How container isolation actually works (and where it breaks), image security with Trivy and Cosign, runtime security with Falco, the 4Cs of cloud-native security, and the Kubernetes-specific risks that appear in every cluster audit.
Sign in to mark this article as read and track your progress.
Containers are not virtual machines. They share the host kernel and use three Linux mechanisms to provide isolation:
| Mechanism | Purpose | What It Isolates |
|---|---|---|
| Namespaces | Separate view of system resources | PID tree, network, mount points, user IDs, hostname |
| cgroups | Limit resource consumption | CPU, memory, disk I/O, network bandwidth |
| Seccomp profiles | Restrict available system calls | Block dangerous syscalls (e.g., ptrace, mount, setuid) |
| AppArmor/SELinux | Mandatory access control | File and network access per process |
Critically: a kernel vulnerability exploitable from within a container affects the host kernel directly. Container isolation is a defence-in-depth layer, not a hard security boundary like a hypervisor.
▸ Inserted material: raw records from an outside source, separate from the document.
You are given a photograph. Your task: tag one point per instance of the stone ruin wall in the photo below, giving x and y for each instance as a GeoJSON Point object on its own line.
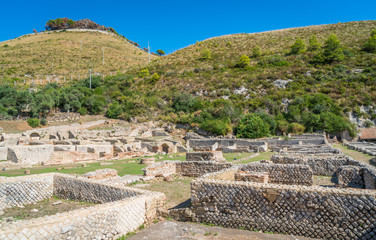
{"type": "Point", "coordinates": [329, 166]}
{"type": "Point", "coordinates": [63, 117]}
{"type": "Point", "coordinates": [189, 169]}
{"type": "Point", "coordinates": [292, 174]}
{"type": "Point", "coordinates": [314, 212]}
{"type": "Point", "coordinates": [104, 221]}
{"type": "Point", "coordinates": [12, 190]}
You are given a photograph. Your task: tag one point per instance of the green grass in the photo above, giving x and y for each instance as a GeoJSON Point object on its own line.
{"type": "Point", "coordinates": [124, 167]}
{"type": "Point", "coordinates": [352, 153]}
{"type": "Point", "coordinates": [261, 156]}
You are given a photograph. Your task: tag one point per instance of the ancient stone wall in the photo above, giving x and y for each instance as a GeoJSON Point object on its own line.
{"type": "Point", "coordinates": [24, 190]}
{"type": "Point", "coordinates": [315, 212]}
{"type": "Point", "coordinates": [84, 190]}
{"type": "Point", "coordinates": [105, 221]}
{"type": "Point", "coordinates": [62, 117]}
{"type": "Point", "coordinates": [197, 169]}
{"type": "Point", "coordinates": [222, 144]}
{"type": "Point", "coordinates": [205, 156]}
{"type": "Point", "coordinates": [292, 174]}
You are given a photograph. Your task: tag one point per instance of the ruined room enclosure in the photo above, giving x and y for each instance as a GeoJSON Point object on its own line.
{"type": "Point", "coordinates": [118, 210]}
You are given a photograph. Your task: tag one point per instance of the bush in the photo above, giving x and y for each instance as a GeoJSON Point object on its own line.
{"type": "Point", "coordinates": [256, 52]}
{"type": "Point", "coordinates": [243, 62]}
{"type": "Point", "coordinates": [251, 126]}
{"type": "Point", "coordinates": [143, 73]}
{"type": "Point", "coordinates": [82, 111]}
{"type": "Point", "coordinates": [205, 54]}
{"type": "Point", "coordinates": [154, 78]}
{"type": "Point", "coordinates": [370, 46]}
{"type": "Point", "coordinates": [296, 128]}
{"type": "Point", "coordinates": [298, 47]}
{"type": "Point", "coordinates": [332, 50]}
{"type": "Point", "coordinates": [314, 44]}
{"type": "Point", "coordinates": [33, 122]}
{"type": "Point", "coordinates": [43, 121]}
{"type": "Point", "coordinates": [216, 126]}
{"type": "Point", "coordinates": [161, 52]}
{"type": "Point", "coordinates": [114, 110]}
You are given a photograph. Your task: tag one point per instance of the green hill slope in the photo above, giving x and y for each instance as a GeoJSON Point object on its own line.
{"type": "Point", "coordinates": [60, 53]}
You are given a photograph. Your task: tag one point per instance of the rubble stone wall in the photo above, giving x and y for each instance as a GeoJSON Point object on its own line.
{"type": "Point", "coordinates": [131, 208]}
{"type": "Point", "coordinates": [292, 174]}
{"type": "Point", "coordinates": [209, 144]}
{"type": "Point", "coordinates": [84, 190]}
{"type": "Point", "coordinates": [197, 169]}
{"type": "Point", "coordinates": [314, 212]}
{"type": "Point", "coordinates": [25, 190]}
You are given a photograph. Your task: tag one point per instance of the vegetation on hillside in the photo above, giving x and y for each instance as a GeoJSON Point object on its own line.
{"type": "Point", "coordinates": [228, 83]}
| Weakness | Risk | Control |
|---|---|---|
Running as root inside container | Maps to root on host if isolation fails | USER directive in Dockerfile; runAsNonRoot: true in K8s |
--privileged flag | Disables almost all namespace and cgroup isolation | Never use in production |
| Host path mounts | Container writes to host filesystem | Audit hostPath volumes; use PersistentVolumeClaims |
| Capabilities | Linux capabilities not needed by app | Drop all capabilities; add only what is needed |
A container image is the software supply chain materialised. Every vulnerability in the base image runs inside your containers.
Trivy scans container images, filesystems, and git repositories for:
trivy image nginx:latest
trivy image --severity HIGH,CRITICAL myapp:v2.1
Cosign (part of the Sigstore project) signs container images so clusters can verify images were built by trusted pipelines and have not been tampered with since signing.
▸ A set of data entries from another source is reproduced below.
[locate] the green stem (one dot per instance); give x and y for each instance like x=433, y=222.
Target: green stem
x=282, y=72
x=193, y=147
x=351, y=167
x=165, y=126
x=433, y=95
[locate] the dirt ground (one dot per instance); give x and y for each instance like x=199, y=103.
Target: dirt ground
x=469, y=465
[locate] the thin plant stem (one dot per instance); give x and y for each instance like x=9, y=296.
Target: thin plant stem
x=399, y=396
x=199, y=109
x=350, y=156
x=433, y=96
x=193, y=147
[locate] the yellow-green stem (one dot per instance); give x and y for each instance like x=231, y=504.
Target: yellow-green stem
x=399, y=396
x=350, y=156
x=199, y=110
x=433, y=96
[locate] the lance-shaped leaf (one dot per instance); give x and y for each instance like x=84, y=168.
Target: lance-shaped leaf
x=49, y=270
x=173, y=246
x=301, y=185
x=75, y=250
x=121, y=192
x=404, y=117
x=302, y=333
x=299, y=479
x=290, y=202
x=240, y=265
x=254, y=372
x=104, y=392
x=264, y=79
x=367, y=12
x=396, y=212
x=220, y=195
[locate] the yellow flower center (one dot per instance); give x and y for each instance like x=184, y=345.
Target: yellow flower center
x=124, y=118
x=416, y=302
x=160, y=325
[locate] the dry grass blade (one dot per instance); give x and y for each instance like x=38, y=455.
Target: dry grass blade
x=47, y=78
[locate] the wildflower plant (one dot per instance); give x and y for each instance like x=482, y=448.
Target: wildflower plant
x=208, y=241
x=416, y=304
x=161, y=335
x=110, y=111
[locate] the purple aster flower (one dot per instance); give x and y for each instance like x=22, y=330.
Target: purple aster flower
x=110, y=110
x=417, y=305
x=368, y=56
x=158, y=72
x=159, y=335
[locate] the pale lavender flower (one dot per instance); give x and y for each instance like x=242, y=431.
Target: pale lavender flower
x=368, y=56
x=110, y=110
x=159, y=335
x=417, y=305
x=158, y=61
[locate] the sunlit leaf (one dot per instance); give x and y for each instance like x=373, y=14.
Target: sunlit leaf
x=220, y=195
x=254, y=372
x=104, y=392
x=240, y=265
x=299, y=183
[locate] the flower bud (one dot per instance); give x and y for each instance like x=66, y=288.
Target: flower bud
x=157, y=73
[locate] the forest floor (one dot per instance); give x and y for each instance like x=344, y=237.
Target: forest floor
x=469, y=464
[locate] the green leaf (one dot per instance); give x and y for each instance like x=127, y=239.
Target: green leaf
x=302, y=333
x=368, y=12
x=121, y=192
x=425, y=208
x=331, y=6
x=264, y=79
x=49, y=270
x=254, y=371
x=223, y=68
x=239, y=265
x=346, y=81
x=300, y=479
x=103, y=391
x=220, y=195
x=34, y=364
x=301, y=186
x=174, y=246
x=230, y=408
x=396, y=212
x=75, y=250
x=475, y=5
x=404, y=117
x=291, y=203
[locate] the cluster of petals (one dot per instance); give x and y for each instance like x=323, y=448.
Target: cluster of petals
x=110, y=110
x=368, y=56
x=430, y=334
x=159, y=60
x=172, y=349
cosign sign --key cosign.key myregistry/myapp:v2.1
cosign verify --key cosign.pub myregistry/myapp:v2.1
GCP Binary Authorization and AWS Signer integrate image signing into deployment pipelines — the cluster will refuse to run unsigned or invalidly signed images.
Falco is an open-source runtime security tool that monitors container behaviour using eBPF probes and generates alerts when behaviour deviates from policy:
| Falco Rule | What It Detects |
|---|---|
| Shell spawned in container | Attacker executing commands post-compromise |
Write to /etc directory | Configuration tampering |
| Outbound connection from database container | Data exfiltration or C2 |
| Package manager executed in container | Attacker installing tools |
Sensitive file read (/etc/shadow, /root/.ssh) | Credential harvesting |
Falco integrates with SIEM, Slack, and alerting platforms to route findings to security operations in real time.
Security for cloud-native applications must be applied at four layers simultaneously:
| Layer | Scope | Key Controls |
|---|---|---|
| Cloud | Provider infrastructure and account | IAM, network security groups, encryption, compliance |
| Cluster | Kubernetes cluster itself | RBAC, network policies, audit logging, CIS benchmark |
| Container | Individual container runtime | Non-root user, read-only filesystem, dropped capabilities, seccomp |
| Code | Application source code | SAST, dependency scanning, secrets management, input validation |
A vulnerability at any layer can compromise workloads above it. Security at the Cloud and Cluster layers does not compensate for insecure code; conversely, perfectly written code running as root in a privileged container is still dangerous.
| Risk | Description | Control |
|---|---|---|
| Overprivileged RBAC | Service accounts with cluster-admin or wildcard verbs | Least-privilege RBAC; audit with kubectl auth can-i --list |
| Default service account auto-mount | All pods auto-mount a service account token | automountServiceAccountToken: false in pod spec |
| Unauthenticated API server | Kubernetes API server accessible without authentication | Always enable RBAC; never set --anonymous-auth=true |
| Secrets in environment variables | K8s Secrets base64-encoded but not encrypted | Enable etcd encryption at rest; use external secrets (Vault, AWS Secrets Manager) |
| Network policy absence | All pods can communicate with all pods by default | NetworkPolicy resources to enforce micro-segmentation |
| Privileged containers | Containers with securityContext.privileged: true | Admission controllers (OPA Gatekeeper, Kyverno) to deny privileged pods |
Run kube-bench to assess your cluster against the CIS Kubernetes Benchmark:
kube-bench run --targets master,node,etcd,policies
Kube-bench evaluates over 200 controls covering API server flags, etcd configuration, RBAC settings, network policies, and node configuration.
Containers introduce a unique security model where the isolation boundary is the Linux kernel, not hardware. Secure containers from the supply chain (image scanning and signing), through the runtime (Falco, seccomp, non-root), to the cluster (RBAC, network policies, kube-bench). Apply the 4Cs so that no single layer is the only line of defence.